(M-054) Population pharmacokinetics and exposure-safety analysis of SGN-STNV (PF-08046055) in patients with locally advanced and/or metastatic solid tumors: Phase-1a/b study
Monday, October 20, 2025
7:00 AM - 5:00 PM MDT
Location: Colorado A
Hossam Kadry – Pharmacometrics and Systems Pharmacology, Translational Clinical Sciences – Pfizer Inc; Sujit Biswas – Clinical Pharmacology & Translational Sciences, Pfizer Oncology Division – Pfizer Inc.; John Harrold – Pharmacometrics and Systems Pharmacology, Translational Clinical Sciences – Pfizer Inc.; Vaishali Chudasama – Clinical Pharmacology & Translational Sciences, Pfizer Oncology Division – Pfizer Inc.
Clinical Pharmacologist Pfizer Inc. Mill Creek, Washington, United States
Disclosure(s):
Sujit Biswas: No financial relationships to disclose
Objectives: SGN-STNV is an investigational antibody–drug conjugate (ADC) comprising the humanized monoclonal antibody (anti-STn) linked to cytotoxic monomethyl auristatin E (MMAE). SGN-STNV was evaluated for establishing safe dose and schedule in patients with advanced solid tumors expressing Thomsen-nouvean antigen (STn). The objective of the current analysis is to develop population pharmacokinetic (PK) and exposure-response models to quantify sources of PK variability and relationships between exposure and safety end points.
Methods: The PK data from the phase 1 study (NCT04665921) were collected from 106 patients with various advanced level solid tumors across five dose levels ranging from 0.75-2.25 mg/kg and four schedules (QW, 3Q4W, 2Q3W, or 2Q4W) following total body weight (TBW) or adjusted ideal body weight (AIBW) dosing strategy. Nonlinear mixed-effects modeling with the first order conditional estimation method (NONMEM 7.5) was used to analyze acMMAE (antibody conjugated drug) concentrations following intravenous administration of SGN-STNV. Clinically relevant patient specific baseline characteristics were explored to explain the interindividual variability of key PK parameters. Final PK parameters were used to simulate exposures based on TBW and AIBW. Exposure – safety analysis was performed in R (Core Team, Vienna, Austria, version 4.1.2) using individual predicted acMMAE average concentration up to the event obtained from PopPK model.
Results: A two-compartment model with linear elimination reasonably described the observed acMMAE concentrations and parameters were estimated with good precision (%CV < 25). The estimated clearance (CL) and volume of distribution (V) in the central compartment were 1.27 L/day and 3.03 L, respectively. Intercompartmental clearance and peripheral volume were estimated to be 0.7 L/day and 2.27 L, respectively.
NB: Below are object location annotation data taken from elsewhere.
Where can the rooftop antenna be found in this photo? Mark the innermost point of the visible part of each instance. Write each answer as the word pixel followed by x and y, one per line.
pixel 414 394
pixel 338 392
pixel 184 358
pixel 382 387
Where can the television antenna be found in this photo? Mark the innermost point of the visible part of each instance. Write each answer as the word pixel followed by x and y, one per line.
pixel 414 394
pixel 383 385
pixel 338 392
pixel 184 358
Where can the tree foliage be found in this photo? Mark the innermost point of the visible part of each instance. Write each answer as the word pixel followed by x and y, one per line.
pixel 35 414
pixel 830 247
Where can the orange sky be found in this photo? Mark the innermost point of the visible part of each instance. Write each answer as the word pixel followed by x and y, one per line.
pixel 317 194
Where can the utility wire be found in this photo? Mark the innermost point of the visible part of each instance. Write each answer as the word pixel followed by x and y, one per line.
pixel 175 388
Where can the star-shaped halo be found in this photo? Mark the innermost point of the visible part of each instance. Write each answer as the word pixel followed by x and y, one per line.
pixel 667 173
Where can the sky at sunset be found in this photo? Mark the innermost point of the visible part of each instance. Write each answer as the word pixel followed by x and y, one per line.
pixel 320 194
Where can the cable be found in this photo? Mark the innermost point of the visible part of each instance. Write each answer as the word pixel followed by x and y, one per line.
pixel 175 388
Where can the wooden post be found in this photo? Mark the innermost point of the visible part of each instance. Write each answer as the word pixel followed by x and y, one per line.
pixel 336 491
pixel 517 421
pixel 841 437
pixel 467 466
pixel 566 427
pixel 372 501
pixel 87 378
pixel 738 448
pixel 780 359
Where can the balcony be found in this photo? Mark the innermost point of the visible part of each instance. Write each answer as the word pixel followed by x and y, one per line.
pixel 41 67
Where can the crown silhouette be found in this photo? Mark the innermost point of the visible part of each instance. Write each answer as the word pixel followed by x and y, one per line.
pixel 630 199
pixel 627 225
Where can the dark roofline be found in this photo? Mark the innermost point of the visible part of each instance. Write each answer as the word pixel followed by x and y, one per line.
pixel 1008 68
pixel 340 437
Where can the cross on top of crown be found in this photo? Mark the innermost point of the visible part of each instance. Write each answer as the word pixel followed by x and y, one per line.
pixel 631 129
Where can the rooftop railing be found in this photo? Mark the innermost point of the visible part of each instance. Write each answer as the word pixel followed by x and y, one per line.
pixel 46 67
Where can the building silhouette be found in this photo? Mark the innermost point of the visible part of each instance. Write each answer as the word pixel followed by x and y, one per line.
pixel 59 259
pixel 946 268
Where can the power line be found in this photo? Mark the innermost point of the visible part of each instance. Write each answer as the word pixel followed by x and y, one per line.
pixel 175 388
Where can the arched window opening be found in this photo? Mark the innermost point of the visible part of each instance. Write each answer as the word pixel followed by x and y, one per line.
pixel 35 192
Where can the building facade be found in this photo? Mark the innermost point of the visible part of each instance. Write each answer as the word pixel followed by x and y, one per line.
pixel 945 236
Among commonly identified covariates, BW was identified to be a significant covariate on both CL and V reduced interindividual variability from 29.7% to 23.5% for CL and from 21.2% to 17.6% for V. Model simulations suggested AIBW dosing strategy reduced exposure of higher BW/BMI subjects and minimized interindividual variability across patient population, consistent with observed exposures. Exposure-safety analysis showed higher acMMAE exposures are associated with higher rate of observed safety events, Grade ≥3 TRAE and Grade ≥2 PN.
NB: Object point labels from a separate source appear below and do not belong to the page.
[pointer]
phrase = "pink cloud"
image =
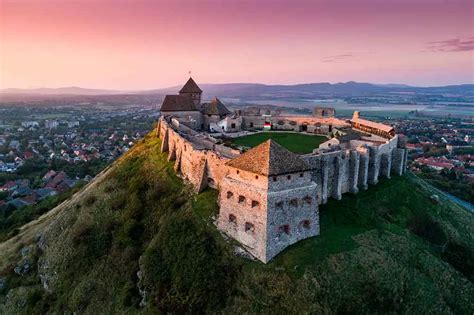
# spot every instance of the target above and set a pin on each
(452, 45)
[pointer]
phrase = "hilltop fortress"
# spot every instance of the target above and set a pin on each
(269, 196)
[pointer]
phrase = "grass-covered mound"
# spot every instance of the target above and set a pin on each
(137, 241)
(295, 142)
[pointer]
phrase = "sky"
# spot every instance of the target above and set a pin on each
(134, 45)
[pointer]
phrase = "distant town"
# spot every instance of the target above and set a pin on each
(46, 151)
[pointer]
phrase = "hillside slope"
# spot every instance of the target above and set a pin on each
(136, 240)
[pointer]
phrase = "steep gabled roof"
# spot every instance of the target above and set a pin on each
(372, 124)
(269, 158)
(215, 107)
(173, 103)
(190, 87)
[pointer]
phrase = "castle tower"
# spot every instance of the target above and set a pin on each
(268, 200)
(193, 92)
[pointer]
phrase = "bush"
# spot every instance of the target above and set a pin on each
(185, 270)
(427, 228)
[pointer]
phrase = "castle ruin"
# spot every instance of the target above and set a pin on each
(269, 196)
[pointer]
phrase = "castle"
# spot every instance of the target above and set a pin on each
(269, 196)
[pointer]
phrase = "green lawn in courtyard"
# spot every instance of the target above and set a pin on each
(295, 142)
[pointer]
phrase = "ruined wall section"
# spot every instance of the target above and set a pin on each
(348, 171)
(199, 166)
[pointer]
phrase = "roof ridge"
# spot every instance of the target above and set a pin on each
(269, 158)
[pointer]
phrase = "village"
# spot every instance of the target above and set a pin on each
(43, 156)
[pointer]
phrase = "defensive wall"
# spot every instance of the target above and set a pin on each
(201, 161)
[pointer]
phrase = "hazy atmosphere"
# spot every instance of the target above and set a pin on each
(129, 45)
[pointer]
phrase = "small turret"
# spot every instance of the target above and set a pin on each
(192, 90)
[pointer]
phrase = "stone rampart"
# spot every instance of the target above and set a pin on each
(267, 215)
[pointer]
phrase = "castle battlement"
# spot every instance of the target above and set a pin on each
(269, 196)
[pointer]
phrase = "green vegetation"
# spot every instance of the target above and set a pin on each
(387, 249)
(11, 219)
(295, 142)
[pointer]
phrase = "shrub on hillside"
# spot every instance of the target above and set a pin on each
(184, 269)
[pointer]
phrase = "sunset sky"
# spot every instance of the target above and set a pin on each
(132, 45)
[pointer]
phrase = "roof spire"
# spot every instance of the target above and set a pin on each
(190, 87)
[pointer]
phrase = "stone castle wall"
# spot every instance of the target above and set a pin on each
(335, 173)
(267, 214)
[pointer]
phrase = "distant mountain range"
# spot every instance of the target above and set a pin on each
(70, 90)
(308, 90)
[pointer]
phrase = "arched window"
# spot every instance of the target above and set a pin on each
(249, 227)
(306, 224)
(284, 229)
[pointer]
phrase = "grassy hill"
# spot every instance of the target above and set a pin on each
(136, 240)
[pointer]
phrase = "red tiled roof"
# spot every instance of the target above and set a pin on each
(190, 87)
(215, 107)
(177, 103)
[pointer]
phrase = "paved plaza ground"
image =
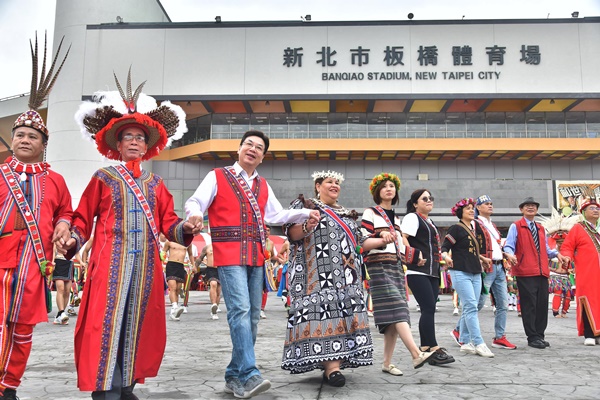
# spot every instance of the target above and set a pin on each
(198, 349)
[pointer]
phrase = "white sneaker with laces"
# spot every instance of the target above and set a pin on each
(483, 350)
(176, 312)
(468, 348)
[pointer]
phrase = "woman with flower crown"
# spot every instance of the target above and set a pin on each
(328, 327)
(386, 273)
(467, 242)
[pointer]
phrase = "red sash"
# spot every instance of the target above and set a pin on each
(255, 207)
(349, 234)
(36, 241)
(139, 195)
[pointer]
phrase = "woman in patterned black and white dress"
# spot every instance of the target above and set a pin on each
(327, 326)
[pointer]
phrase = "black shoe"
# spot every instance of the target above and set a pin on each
(9, 394)
(335, 379)
(538, 344)
(440, 357)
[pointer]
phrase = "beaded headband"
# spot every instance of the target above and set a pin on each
(462, 203)
(328, 174)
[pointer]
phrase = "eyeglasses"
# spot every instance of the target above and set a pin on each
(250, 144)
(129, 138)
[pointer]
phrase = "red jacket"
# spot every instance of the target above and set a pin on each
(233, 227)
(530, 262)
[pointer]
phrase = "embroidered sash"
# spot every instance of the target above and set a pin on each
(338, 220)
(253, 203)
(35, 243)
(139, 195)
(383, 215)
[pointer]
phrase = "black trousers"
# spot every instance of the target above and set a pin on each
(426, 290)
(533, 292)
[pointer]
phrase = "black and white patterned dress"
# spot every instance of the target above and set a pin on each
(328, 317)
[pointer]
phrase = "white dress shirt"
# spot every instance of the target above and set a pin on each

Conclusions: The final Population PK model was able to reasonably characterize acMMAE PK data from SGN-STNV across different dose and schedules for all subjects with BW being the significant covariate. Higher exposures correlated with higher rate of safety events and were tolerated with appropriate dose modifications. AIBW-based dosing was predicted to provide consistent exposures across a range of BW and reduced exposure driven safety events.